DPO is simpler and more stable, but folds the reward into the loss — you lose the explicit, inspectable reward model and the ability to do online exploration. PPO/GRPO keep a separate reward you can audit and red-team. That trade is the real choice, not "DPO is newer."

STEP 4

RLAIF: replace the human labeler, not the pipeline

Human preference labels are slow, expensive, inconsistent, and a privacy surface. RLAIF replaces the labeler with a model that judges which completion is better, usually steered by an explicit written constitution — a set of principles the judge applies ("prefer the response that is more honest about uncertainty"). Constitutional AI is the canonical instance: the model critiques and revises its own outputs against the constitution to generate the preference data, then standard RLHF runs on top.
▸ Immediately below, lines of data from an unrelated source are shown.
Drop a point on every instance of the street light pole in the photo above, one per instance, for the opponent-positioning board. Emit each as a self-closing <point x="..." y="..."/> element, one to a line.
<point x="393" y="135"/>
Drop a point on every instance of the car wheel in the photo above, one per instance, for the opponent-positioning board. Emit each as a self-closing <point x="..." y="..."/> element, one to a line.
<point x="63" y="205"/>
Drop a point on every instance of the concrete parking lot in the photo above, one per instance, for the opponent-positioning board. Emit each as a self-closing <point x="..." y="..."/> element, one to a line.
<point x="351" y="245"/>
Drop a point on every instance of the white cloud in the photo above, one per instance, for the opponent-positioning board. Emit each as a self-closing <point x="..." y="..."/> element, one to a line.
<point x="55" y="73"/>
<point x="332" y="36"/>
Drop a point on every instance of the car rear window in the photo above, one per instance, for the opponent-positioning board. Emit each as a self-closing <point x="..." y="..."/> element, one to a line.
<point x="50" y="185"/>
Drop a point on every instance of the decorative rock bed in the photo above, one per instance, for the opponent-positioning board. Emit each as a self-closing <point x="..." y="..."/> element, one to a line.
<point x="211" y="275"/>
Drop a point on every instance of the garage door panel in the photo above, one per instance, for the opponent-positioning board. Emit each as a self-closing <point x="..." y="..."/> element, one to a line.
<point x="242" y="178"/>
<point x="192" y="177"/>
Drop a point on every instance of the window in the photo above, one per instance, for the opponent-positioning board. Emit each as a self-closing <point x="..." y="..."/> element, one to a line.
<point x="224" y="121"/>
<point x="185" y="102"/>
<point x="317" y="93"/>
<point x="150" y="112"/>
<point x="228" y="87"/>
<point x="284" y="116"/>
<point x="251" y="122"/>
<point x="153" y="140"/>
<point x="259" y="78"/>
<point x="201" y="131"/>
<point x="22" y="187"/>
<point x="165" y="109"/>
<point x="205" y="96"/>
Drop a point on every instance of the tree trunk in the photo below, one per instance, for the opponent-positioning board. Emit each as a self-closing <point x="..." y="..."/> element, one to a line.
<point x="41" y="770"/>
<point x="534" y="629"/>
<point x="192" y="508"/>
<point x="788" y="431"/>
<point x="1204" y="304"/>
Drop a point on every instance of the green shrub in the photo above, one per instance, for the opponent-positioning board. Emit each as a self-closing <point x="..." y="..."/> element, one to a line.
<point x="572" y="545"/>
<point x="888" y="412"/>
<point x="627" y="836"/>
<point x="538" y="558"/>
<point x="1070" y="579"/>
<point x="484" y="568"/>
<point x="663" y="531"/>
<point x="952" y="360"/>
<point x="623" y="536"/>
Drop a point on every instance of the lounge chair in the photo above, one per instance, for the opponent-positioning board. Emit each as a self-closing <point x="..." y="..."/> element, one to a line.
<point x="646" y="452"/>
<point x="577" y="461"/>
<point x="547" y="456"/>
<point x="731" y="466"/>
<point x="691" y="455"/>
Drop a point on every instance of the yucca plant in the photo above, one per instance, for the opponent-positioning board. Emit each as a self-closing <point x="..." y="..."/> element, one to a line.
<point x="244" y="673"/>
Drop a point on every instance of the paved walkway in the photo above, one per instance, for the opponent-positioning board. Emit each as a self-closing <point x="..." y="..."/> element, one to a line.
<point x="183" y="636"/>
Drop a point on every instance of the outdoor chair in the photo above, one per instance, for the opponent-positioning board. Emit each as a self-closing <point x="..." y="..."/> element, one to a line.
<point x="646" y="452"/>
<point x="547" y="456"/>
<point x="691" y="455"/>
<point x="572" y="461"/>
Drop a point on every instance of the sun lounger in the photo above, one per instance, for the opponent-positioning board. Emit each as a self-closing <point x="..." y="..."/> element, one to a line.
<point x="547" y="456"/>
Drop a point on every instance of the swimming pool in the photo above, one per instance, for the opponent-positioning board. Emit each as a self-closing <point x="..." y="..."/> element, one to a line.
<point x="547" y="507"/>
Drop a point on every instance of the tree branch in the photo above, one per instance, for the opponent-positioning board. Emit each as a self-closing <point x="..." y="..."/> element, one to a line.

What RLAIF actually fixes: the throughput and consistency of the preference signal, and it makes the value judgments explicit and editable as text rather than implicit in a crowd of annotators. What it does not fix: a model judge has the same blind spots as the policy, can be gamed the same way, and inherits the constitution author's omissions.

STEP 5

What each stage fixes — the honest ledger

  • SFT — fixes "the model can't do the task format at all." Sets the prior. Does not fix preference among good answers.
  • Reward model — fixes "no scalar to optimize." Introduces a new risk: a gameable proxy.
  • Policy step + KL — fixes "turn the scalar into behavior without destroying the model." Does not make a bad reward good.
  • RLAIF / constitution — fixes "human labeling doesn't scale and its values are implicit." Does not fix shared blind spots between judge and policy.

The recurring failure: treating reward-model score as ground truth. It is a model. Past a point, higher reward-model score means the policy is exploiting the reward model, not getting better. Hold out human (or independent) evals that the policy never trains against.

STEP 6

When NOT to run the full pipeline

If you have not exhausted SFT and prompting, RLHF is premature — it is the most operationally heavy way to move a metric. If your preference data is thin or noisy, DPO on a small clean set beats a fragile PPO loop on a bad reward model. If your judgments are stable and writable, RLAIF with a tight constitution can replace most human labeling at a fraction of the cost. RLHF converts comparisons into policy; every stage is a proxy, and the pipeline is only as honest as the weakest proxy in it.